Dáil approval of the terms of this agreement is necessary in accordance with Article 29.5.2º of the Constitution which stipulates that: "The State shall not be bound by an international agreement involving a charge upon public funds unless the terms of the agreement shall have been approved by Dáil Éireann". An explanatory memorandum has been prepared and circulated to Deputies. This outlines the provision of the agreement and covers the question of the costs of Irish Participation.

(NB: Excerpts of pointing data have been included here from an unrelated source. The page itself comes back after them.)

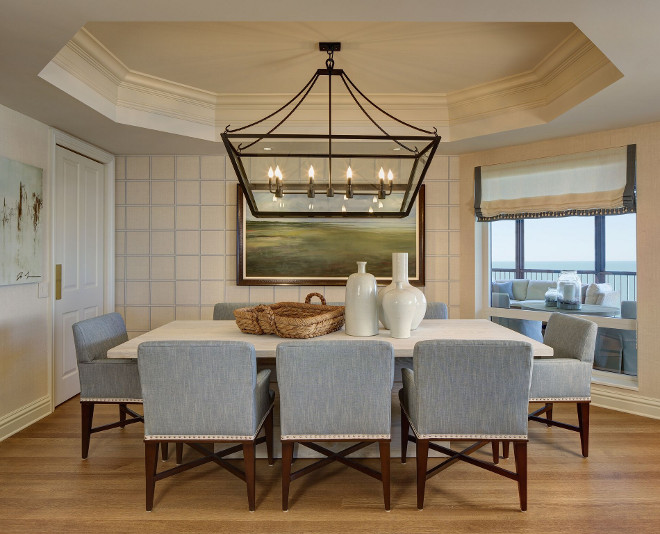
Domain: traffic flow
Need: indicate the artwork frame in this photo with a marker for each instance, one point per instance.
(246, 256)
(21, 222)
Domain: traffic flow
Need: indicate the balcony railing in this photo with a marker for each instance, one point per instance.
(625, 282)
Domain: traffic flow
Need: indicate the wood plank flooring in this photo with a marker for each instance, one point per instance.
(46, 487)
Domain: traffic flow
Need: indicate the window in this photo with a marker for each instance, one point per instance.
(561, 243)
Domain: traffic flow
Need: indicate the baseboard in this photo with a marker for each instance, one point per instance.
(623, 400)
(25, 416)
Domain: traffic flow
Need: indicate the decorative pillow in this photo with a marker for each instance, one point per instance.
(503, 287)
(594, 290)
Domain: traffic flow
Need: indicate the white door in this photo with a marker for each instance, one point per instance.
(78, 249)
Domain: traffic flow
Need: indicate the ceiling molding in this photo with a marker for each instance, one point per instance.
(575, 70)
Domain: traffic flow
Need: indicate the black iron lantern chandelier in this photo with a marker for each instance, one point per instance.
(329, 175)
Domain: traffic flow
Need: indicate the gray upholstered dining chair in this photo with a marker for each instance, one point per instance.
(224, 311)
(617, 349)
(527, 327)
(436, 310)
(566, 377)
(335, 391)
(199, 392)
(104, 380)
(467, 391)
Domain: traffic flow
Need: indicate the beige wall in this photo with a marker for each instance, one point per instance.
(24, 359)
(647, 139)
(176, 240)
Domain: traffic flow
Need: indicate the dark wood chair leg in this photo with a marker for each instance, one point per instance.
(87, 414)
(385, 471)
(422, 461)
(548, 413)
(287, 457)
(268, 427)
(405, 428)
(496, 451)
(248, 458)
(122, 414)
(150, 463)
(520, 454)
(583, 420)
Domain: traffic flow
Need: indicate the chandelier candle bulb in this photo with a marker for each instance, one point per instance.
(311, 193)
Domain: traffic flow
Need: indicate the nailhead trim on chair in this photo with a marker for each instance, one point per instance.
(462, 436)
(159, 437)
(560, 399)
(312, 437)
(106, 399)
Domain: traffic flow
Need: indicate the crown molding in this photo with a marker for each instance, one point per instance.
(575, 70)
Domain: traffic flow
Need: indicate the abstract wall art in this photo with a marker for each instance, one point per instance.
(21, 225)
(319, 251)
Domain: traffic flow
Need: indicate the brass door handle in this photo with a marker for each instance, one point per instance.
(58, 281)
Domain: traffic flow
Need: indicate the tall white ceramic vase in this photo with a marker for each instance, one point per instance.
(400, 274)
(399, 307)
(361, 301)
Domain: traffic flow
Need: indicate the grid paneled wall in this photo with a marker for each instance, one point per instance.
(175, 242)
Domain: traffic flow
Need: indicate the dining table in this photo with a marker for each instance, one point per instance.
(266, 345)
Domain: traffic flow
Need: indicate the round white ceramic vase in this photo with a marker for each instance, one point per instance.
(399, 307)
(400, 274)
(361, 311)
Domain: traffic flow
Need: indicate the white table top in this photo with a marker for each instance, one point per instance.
(266, 345)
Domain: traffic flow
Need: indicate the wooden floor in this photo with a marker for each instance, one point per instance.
(46, 487)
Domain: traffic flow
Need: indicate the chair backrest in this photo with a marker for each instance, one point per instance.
(501, 300)
(436, 310)
(335, 388)
(94, 337)
(224, 311)
(571, 337)
(469, 388)
(198, 388)
(629, 309)
(526, 327)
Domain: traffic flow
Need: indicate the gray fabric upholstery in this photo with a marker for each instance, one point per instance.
(335, 388)
(503, 287)
(102, 378)
(436, 310)
(526, 327)
(224, 311)
(567, 375)
(560, 378)
(202, 388)
(571, 337)
(629, 309)
(464, 389)
(616, 350)
(94, 337)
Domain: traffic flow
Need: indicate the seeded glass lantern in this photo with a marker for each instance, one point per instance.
(569, 291)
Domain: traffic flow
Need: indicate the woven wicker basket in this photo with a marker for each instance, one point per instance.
(291, 319)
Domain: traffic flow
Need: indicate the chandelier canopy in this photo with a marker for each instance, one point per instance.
(329, 174)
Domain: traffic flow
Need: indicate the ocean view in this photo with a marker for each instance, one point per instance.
(627, 266)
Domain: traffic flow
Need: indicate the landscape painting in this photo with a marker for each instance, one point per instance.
(21, 203)
(324, 251)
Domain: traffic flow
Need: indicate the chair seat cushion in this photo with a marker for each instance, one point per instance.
(110, 379)
(560, 379)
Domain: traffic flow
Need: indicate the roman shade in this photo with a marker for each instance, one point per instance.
(600, 182)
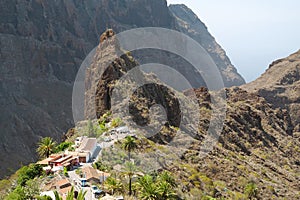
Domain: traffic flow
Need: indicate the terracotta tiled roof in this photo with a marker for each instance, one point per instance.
(88, 144)
(62, 183)
(65, 190)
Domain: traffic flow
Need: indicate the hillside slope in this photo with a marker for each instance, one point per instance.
(42, 46)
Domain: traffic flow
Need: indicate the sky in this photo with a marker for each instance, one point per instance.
(253, 32)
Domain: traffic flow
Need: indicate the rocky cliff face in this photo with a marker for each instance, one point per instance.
(187, 22)
(42, 46)
(280, 86)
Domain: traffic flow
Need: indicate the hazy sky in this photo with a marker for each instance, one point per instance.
(253, 32)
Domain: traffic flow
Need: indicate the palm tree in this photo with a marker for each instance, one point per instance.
(147, 188)
(46, 146)
(113, 185)
(129, 145)
(165, 191)
(130, 170)
(165, 186)
(81, 195)
(70, 195)
(57, 197)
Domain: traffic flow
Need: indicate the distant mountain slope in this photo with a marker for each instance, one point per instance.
(42, 44)
(280, 86)
(188, 23)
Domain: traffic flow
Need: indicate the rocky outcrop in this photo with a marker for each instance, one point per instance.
(280, 86)
(187, 22)
(42, 46)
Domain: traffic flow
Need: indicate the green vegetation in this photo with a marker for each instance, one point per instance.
(129, 171)
(27, 185)
(71, 196)
(251, 190)
(101, 166)
(116, 122)
(63, 146)
(113, 185)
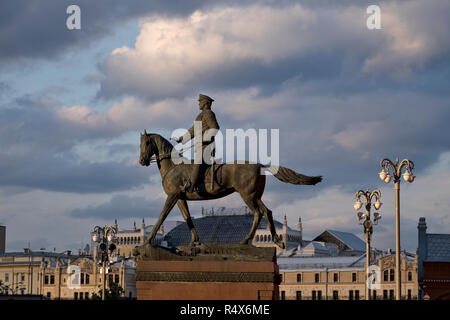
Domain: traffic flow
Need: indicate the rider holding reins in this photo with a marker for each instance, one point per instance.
(207, 120)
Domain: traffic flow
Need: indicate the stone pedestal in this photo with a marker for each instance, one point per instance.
(207, 272)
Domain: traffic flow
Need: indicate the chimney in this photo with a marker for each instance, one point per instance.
(422, 250)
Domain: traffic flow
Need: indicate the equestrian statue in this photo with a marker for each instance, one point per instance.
(188, 181)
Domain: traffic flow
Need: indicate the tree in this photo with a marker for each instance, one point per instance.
(114, 292)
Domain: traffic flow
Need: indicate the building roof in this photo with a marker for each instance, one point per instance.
(230, 229)
(438, 247)
(349, 239)
(39, 254)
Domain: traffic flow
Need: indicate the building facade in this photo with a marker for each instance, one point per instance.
(343, 277)
(20, 271)
(81, 278)
(433, 263)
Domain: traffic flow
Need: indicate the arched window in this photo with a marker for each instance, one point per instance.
(391, 275)
(385, 276)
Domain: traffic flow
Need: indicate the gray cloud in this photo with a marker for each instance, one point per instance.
(37, 152)
(226, 48)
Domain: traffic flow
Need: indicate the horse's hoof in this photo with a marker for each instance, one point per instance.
(244, 242)
(280, 244)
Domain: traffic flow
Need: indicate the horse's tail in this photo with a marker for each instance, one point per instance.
(290, 176)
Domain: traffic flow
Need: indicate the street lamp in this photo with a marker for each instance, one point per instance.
(385, 175)
(365, 220)
(106, 237)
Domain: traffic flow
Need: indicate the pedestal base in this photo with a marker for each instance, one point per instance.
(214, 272)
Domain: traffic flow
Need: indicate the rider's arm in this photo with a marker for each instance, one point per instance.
(190, 133)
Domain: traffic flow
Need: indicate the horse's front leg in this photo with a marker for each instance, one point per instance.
(182, 204)
(251, 203)
(168, 206)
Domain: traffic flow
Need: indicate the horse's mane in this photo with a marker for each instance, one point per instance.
(163, 145)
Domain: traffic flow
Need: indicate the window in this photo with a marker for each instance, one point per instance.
(391, 294)
(335, 295)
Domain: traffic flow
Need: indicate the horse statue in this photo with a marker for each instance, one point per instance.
(246, 179)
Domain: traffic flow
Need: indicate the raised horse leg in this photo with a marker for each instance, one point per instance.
(268, 214)
(251, 203)
(168, 206)
(182, 204)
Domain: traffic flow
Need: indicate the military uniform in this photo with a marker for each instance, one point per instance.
(208, 120)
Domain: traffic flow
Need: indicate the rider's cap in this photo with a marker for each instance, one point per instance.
(202, 97)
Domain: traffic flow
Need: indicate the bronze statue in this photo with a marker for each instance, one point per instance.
(246, 179)
(208, 121)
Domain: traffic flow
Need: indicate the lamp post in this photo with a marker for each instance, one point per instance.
(366, 220)
(106, 237)
(385, 175)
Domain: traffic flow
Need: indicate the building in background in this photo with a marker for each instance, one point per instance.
(230, 226)
(81, 278)
(2, 239)
(128, 239)
(20, 271)
(342, 277)
(433, 263)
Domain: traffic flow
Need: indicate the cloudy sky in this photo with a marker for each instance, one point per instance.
(73, 102)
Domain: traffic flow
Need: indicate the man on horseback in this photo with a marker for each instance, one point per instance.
(205, 121)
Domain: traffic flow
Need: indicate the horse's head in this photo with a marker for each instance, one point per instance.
(146, 149)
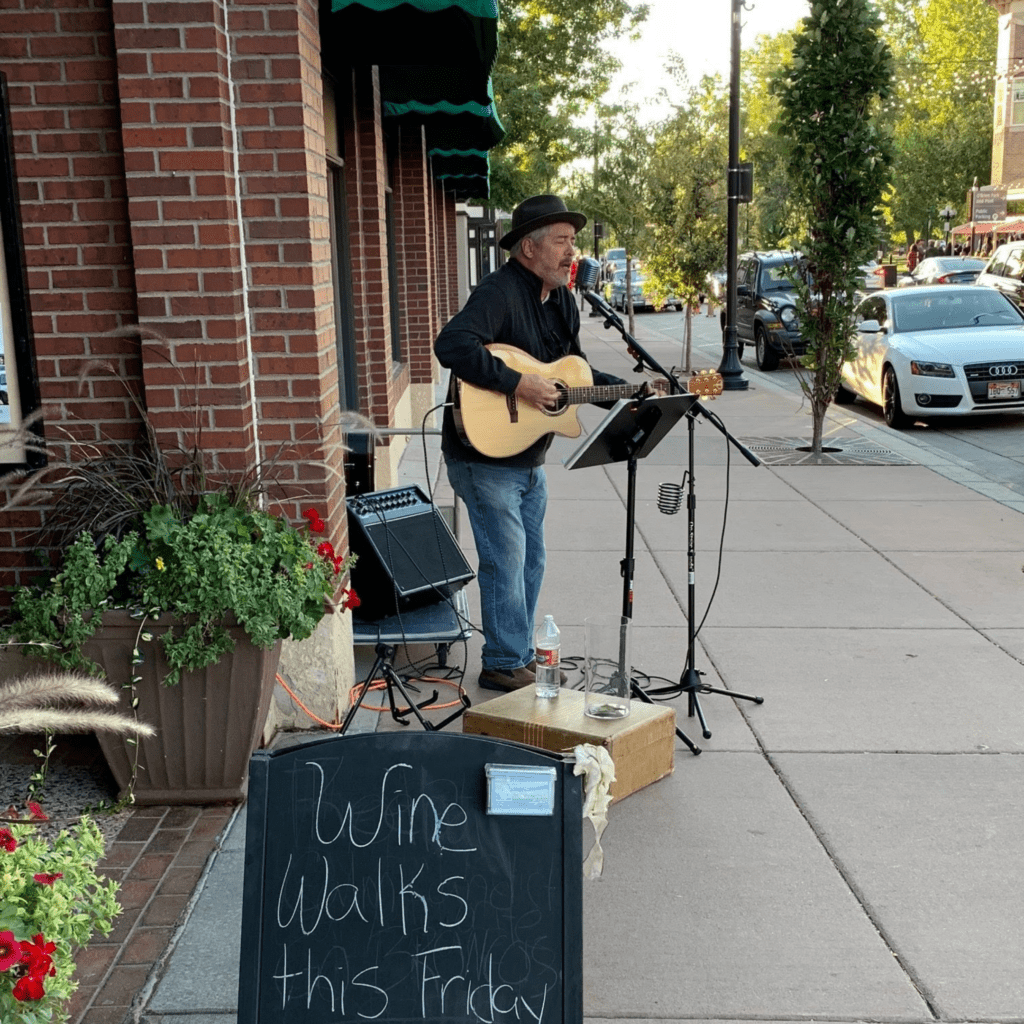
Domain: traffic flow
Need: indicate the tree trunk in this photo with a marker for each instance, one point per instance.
(688, 339)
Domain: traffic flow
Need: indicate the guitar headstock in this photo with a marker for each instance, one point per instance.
(707, 383)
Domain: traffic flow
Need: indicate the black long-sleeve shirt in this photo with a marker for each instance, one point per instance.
(506, 307)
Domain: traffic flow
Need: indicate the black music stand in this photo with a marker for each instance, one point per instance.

The International Cocoa Agreement, 1980, was concluded under the auspices of the United Nations Conference on Trade and Development (UNCTAD) at the United Nations Conference on Cocoa held in Geneva in November 1980. It was open for signature at United Nations Headquarters until 31 March 1981 by parties to the International Cocoa Agreement, 1975, and Governments invited to the United Nations Conference on Cocoa. Following a decision of the Council of the European Economic Community on 30 March 1981 to the effect that the agreement should be signed, subject to its being concluded at a later date, on the basis of joint competence by the Community and the member states, Ireland signed the agreement on 31 March, along with the nine other member states and the Commission, on behalf of the Community. Instruments of ratification, acceptance or approval must be deposited with the Secretary General of the United Nations not later than 31 May 1981.
Some 98 countries, including Ireland, representing 48 exporting countries and 50 importing countries, participated in the conference. The International Cocoa Agreement, 1980, which replaced the (Second) International Cocoa Agreement, 1975, will remain in force for a period of three years and may be extended for a further period of two years. This agreement will make a valuable contribution to the on-going debate on economic relationships between the developed and the developing countries. The agreement establishes the International Cocoa Organisation to administer its provisions and supervise its operations. The organisation will function though the International Cocoa Council, an executive committee, an executive director and staff.
The main objectives of this Agreement are to achieve a balanced growth between supply and demand for cocoa and to stabilise conditions in the trade by avoiding excessive price fluctuations. For the purpose of achieving these objectives an international buffer stock consisting of 250,000 tonnes will be established. The council of the organisation will appoint a buffer stock manager and he will offer to buy and sell cocoa in a manner designed to keep its price within an agreed price range. The buffer stock will be financed by way of a levy of one United States cent per lb on cocoa beans and proportionately on cocoa products, payable on first export by a member or on first import by a member. In addition, the funds accumulated under the two previous agreements, of the order of U.S. £230 million, are due to be transferred to the buffer stock account established under this agreement.
The administrative expenses of the Cocoa Organisation in its operation of the agreement shall be met by annual contributions by members. At this stage it is not possible to assess accurately Ireland's apportionment of these costs because of the variables involved, such as the number of countries likely to adhere to the agreement. However, based on experience of previous agreements, Ireland's annual contribution is estimated to be of the order of £6,000. The agreement will help stabilise raw material prices for a significant Irish industry. The Irish cocoa processing industry provides employment for 2,000 persons. In 1979, Ireland's exports of processed cocoa products amounted to £45 million.
Membership of the International Cocoa Agreement, 1980, will afford Ireland the opportunity to demonstrate its readiness to support international measures to stabilise primary commodity prices and to re-affirm the importance which it attaches to eliminating the economic imbalance between developed and developing countries.